Sunday, February 22, 2015

Paramount's World War Z starring Brad Pitt

I came to World War Z with a set of expectations. I had read the Max Brooks book and was, and still am, a huge fan. I'll admit to being a little worried because, as we've all heard before, "The book is ALWAYS better than the movie." Having watched the movie (and I had not done so for the first time until a couple of days ago) I have to wonder... Would this movie have been more satisfying if it was named something else? It's not that it was a terrible movie, as a matter of fact I enjoyed it, but throughout the film I couldn't help comparing it to the book it was uhhh... named after? based on? I wasn't sure how I should rate it here and what criteria I should use. At the end of the day, I decided that the right thing to do would be rate the movie on its own merits and not those of a completely separate work. As there was definitely enough of a world-spanning story here to stand on its own, I hope you all will not be disappointed in my choice. For the record, I watched the PG-13 edition as opposed to the Unrated Version.

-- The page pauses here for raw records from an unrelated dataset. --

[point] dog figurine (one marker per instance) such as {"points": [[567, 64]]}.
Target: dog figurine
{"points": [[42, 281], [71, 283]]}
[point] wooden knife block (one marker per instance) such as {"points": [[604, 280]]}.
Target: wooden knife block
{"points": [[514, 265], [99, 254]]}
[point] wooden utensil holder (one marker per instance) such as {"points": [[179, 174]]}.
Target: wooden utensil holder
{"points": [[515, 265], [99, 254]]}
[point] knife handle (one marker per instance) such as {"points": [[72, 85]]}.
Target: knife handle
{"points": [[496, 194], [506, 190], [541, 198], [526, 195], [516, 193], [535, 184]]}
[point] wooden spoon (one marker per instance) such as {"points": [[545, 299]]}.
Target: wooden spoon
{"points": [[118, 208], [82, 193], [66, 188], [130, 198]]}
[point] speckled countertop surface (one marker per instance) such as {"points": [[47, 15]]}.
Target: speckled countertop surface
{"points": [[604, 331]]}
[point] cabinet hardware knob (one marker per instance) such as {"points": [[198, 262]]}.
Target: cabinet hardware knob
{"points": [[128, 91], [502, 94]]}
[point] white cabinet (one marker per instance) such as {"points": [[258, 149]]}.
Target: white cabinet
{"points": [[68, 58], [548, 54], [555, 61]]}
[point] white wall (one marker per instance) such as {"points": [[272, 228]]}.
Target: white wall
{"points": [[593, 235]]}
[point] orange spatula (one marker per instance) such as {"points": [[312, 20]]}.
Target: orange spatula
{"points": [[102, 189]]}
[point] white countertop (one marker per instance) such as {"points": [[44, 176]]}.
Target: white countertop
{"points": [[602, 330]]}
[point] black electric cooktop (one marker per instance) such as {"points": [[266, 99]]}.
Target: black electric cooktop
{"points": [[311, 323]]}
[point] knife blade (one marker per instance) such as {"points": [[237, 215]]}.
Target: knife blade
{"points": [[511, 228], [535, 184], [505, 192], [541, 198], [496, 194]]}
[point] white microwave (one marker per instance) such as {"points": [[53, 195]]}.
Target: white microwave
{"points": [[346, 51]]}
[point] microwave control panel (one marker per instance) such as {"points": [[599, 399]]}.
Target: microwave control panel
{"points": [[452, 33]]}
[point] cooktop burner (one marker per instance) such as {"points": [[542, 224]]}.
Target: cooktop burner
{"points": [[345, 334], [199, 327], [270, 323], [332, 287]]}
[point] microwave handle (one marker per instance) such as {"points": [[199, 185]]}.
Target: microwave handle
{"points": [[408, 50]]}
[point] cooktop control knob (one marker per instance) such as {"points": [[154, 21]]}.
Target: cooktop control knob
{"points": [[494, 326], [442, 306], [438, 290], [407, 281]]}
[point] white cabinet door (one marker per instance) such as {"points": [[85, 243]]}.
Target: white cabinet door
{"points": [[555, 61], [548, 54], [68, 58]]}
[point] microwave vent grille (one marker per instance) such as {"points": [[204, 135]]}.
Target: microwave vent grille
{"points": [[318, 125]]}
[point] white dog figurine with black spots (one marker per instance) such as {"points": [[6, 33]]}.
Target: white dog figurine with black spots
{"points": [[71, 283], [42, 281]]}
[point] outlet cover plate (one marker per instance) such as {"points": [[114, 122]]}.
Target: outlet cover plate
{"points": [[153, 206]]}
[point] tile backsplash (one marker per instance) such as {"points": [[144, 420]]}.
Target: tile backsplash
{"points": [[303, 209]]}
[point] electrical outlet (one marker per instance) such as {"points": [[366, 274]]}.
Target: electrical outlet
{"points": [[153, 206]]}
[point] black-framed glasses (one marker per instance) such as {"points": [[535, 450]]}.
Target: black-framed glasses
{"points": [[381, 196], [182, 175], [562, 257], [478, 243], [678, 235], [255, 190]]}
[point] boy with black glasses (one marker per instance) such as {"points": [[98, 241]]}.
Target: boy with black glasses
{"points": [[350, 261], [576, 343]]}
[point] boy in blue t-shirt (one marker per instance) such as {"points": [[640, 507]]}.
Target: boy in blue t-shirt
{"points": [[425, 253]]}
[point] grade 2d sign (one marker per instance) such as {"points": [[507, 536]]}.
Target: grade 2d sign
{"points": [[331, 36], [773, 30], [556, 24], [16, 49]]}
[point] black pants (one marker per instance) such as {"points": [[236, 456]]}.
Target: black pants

World War Z starts the way a lot of zombie movies do: A quiet day at home and an average day that goes horribly awry when people start trying to eat each other. The shock that main character Jerry Lane and his family feels is well depicted, as is the complete sense of panic they all feel when the world goes crazy. Part of the "believability" of the movie occurs here, because the family is, like most American families totally unprepared for what comes next. Out there somewhere there had to have been a prepper pulling his hair out while watching this flick but, for the vast majority of the population, it just feels right.

What follows is a trip across the world to find a vaccine or a cure. It's not pretty and the route the character takes is not always well chosen but he finds a way to make things work. The journey could easily have been dragged out into infinity but it wasn't. The list of stops that he visits is short and consistent with the information that he has available. Lane is a retired UN investigator and so it makes sense that he would have the skills and abilities needed to keep himself alive while uncovering and following up on leads.

I'm going to take a second here to talk about the political content of the movie as well. This paragraph and the next will contain mild spoilers. You have been warned. There were really only two spots in the film that came across as political to me. One was when Lane went to Israel. I believe in the concept of a Jewish homeland in the State of Israel. I have since I started reading newspaper accounts of the fighting there in the nineteen-eighties and taking a semester on the History of the Arab/Israeli Conflict did nothing to change that. When Lane went there, I was rather concerned that Israel would be publicly tarred and feathered. This is, after all, Hollywood we're talking about here. I'm happy to say that it didn't happen and, if everything didn't quite work out the way Israeli leadership wanted, it was the Zombie Apocalypse.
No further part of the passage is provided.